Effects of Dispersion Fluctuation on Multi-Eigenvalue Communication

抄録

The eigenvalues in the Zakharov-Shabat problem for the nonlinear Schrödinger equation are invariant quantities with respect to the transmission distance. Therefore, optical eigenvalue modulation is expected to be a novel transmission scheme to overcome the Kerr nonlinearity limit in fiber optic communications. However, there is a concern that optical eigenvalues vary under dispersion fluctuations arising in the manufacturing process of the optical fiber. In this study, we investigate the effects of the dispersion fluctuation on the eigenvalue transmission, including that of multi-eigenvalues, through numerical simulations.
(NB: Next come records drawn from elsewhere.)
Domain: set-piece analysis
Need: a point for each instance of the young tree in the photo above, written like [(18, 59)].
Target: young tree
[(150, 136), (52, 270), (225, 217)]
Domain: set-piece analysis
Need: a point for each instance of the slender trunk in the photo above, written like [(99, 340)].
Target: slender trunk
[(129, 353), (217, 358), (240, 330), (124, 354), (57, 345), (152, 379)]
For the modeling, we experimentally measure the dispersion distribution of a non-zero dispersion-shifted fiber (NZ-DSF) using the bidirectional optical time domain reflectometer (OTDR) method. The measurement result indicates that the count of dispersion fluctuation could be approximated by the Gaussian distribution. Hence, we investigate the three dependencies of eigenvalue variation: the number of eigenvalues, the standard deviation of dispersion fluctuation, transmission distance, and reference time. The simulation results indicate that multi-eigenvalue transmission was more sensitive to dispersion fluctuation than 1-soliton transmission. Moreover, the direction of the eigenvalue variation depends on the eigenvalue configurations. Nevertheless, the results show that the eigenvalue shift is sufficiently small even for the transmission of the 2-soliton solution in the dispersion fluctuation of practical fibers. However, in the case of the 4-soliton solution, dispersion fluctuations affect eigenvalue transmission under certain conditions.